In the early hours of the morning, when driving to work through a fresh layer of about 8 inches of snow, I saw something I had heard about but hadn’t ever seen until recently. Outside shop fronts owners were shovelling snow from the pavement, outside houses people were beginning to clear their driveways and the pavements in front of their home.
I’m in Cedar City, Utah and there is no law requiring people to clear the pavements in front of their properties (as is often rumoured when us Brits complain about our snow), but it is common practice here for two good reasons. Firstly, it means they are able to use their pavements, from which everyone benefits. And secondly, it saves on the city council services and money being absorbed on this task and that, instead, is able to be concentrated on keeping the roads clear.
Failure by the previous Governments to send a message out that people should help clear snow without fear of being sued (if a passerby slips) encouraged dependency on councils to do this when frankly they don’t have the money or resources. But when in winter 2009/10 WDC didn’t clear its carparks the for same reason it left us all bewildered. Does anyone honestly know of someone being sued for such an event? No? Excactly. They should be covered by the Good Samaritan Act anyway.
How many times each winter do you hear someone complain “in America they can cope with snow and the roads aren’t littered with potholes....”. Yes, here in Utah they regularly get more snow than in England and therefore it makes sense to dedicate more council resources to dealing with it. But there is a better use of money too. It’s not wasted on large amounts of salt (grit), as everybody knows this may stop small amounts of moisture on the road from freezing, but never has and never will stop the snow from falling there. Money is invested in snow ploughs, there are city snow ploughs dedicated to the service and also residents with 4x4s who can fit a plough to the front of their vehicle are contracted in when needed. And the potholes? They are here too and I suspect anywhere in the world where the temperature regularly fluctuates around the freezing marker. It’s as certain as life, death and taxes.
It’s not the responsibility of the local councils to clear all the snow from all the roads and all the pavements. They can’t make it ‘not winter’. But the two-tier system in Buckinghamshire is a cause of the problem; where one council is responsible for the roads and another for pavements; and where nobody really knows who looks after the county’s other footpaths, (because they’re generally not cared for) or the pedestrian high streets (they’re not really roads or pavements), the buck is too often passed between offices.

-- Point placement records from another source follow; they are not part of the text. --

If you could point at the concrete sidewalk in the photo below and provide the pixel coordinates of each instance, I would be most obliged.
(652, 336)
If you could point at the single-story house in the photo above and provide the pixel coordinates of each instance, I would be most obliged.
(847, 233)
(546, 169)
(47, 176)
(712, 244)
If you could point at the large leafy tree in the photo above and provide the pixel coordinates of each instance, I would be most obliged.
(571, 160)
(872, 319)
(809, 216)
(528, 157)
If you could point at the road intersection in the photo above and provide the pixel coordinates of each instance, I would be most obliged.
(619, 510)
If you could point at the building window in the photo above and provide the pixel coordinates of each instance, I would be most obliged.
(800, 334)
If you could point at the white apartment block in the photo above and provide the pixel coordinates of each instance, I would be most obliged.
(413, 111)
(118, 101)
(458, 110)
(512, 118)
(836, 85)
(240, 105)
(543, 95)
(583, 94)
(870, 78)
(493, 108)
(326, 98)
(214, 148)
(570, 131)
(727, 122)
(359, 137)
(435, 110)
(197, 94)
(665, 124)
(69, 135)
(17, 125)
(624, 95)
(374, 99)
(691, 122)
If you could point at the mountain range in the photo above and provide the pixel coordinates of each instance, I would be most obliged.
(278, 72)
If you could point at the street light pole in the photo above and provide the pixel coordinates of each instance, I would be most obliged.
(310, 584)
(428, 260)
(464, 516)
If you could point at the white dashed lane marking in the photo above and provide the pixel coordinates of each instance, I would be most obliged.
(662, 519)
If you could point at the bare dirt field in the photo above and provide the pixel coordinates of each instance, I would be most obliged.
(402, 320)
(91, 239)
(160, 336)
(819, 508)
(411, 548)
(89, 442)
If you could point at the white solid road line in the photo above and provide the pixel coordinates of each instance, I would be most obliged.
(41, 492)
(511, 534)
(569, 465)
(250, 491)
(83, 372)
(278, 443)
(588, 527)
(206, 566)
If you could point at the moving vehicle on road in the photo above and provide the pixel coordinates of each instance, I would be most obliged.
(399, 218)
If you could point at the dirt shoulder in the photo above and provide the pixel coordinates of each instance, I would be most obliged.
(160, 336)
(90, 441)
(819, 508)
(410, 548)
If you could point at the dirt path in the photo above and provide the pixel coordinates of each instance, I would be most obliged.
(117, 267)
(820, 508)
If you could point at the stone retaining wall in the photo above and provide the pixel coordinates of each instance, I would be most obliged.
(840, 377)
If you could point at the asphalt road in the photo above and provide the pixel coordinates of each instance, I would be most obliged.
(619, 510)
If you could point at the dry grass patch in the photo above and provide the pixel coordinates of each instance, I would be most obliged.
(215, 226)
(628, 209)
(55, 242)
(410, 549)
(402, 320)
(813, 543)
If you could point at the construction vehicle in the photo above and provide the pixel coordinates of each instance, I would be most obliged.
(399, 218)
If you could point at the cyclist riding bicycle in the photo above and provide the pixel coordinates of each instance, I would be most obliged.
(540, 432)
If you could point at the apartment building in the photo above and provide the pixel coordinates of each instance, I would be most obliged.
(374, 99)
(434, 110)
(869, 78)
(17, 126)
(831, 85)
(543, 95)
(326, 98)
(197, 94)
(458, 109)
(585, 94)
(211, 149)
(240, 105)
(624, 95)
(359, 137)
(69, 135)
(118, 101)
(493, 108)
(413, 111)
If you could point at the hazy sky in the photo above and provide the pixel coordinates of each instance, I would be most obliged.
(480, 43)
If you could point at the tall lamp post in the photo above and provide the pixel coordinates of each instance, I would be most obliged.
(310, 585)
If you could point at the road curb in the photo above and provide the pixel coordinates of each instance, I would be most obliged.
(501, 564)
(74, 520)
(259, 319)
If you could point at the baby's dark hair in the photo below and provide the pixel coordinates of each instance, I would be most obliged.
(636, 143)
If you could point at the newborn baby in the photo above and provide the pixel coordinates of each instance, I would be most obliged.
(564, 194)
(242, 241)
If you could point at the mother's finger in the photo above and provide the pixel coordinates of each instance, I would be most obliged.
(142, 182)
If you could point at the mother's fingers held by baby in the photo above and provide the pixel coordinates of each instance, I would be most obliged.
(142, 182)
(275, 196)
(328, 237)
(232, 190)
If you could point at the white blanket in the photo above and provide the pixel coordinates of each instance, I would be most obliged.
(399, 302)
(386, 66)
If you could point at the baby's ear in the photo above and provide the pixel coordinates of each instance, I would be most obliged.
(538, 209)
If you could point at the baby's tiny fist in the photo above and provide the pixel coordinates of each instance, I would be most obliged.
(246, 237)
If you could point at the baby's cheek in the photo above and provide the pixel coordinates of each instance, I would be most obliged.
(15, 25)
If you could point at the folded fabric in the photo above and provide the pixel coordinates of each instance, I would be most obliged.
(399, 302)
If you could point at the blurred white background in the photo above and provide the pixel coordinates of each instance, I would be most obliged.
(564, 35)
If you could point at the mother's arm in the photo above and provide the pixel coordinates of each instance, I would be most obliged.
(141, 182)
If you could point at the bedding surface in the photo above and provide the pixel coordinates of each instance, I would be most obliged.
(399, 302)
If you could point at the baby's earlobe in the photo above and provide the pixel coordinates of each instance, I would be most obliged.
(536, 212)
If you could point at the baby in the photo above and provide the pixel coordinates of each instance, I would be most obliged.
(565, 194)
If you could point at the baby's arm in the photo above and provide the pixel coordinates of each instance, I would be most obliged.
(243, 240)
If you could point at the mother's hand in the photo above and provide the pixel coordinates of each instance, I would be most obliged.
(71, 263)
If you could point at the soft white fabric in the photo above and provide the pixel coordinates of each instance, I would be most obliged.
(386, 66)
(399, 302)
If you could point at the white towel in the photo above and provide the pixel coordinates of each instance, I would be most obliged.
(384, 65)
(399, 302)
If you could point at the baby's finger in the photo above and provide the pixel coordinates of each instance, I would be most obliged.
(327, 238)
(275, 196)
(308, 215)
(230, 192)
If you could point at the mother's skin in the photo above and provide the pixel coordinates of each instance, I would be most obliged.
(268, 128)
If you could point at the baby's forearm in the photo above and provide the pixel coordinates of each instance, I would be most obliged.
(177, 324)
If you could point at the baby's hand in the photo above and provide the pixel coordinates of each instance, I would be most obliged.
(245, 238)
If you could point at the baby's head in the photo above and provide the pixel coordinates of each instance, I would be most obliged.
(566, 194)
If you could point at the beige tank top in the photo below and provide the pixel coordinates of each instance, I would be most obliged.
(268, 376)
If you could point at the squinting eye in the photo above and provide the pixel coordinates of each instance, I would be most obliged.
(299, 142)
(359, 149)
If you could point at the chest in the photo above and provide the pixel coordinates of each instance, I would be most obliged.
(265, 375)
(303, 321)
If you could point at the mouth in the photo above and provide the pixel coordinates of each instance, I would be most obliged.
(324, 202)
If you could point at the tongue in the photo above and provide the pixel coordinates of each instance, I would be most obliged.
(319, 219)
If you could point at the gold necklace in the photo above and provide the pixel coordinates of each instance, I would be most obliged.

Buckinghamshire would benefit from a single authority that carries all the responsibility for keeping us moving in the winter, not least because the buck can’t be passed, but mainly because it can then go back to the drawing board, wipe out all the current failing plans and think again. They need to come forward with a firm policy of what people can and should expect their council to do, and just as important, what people need and should do themselves.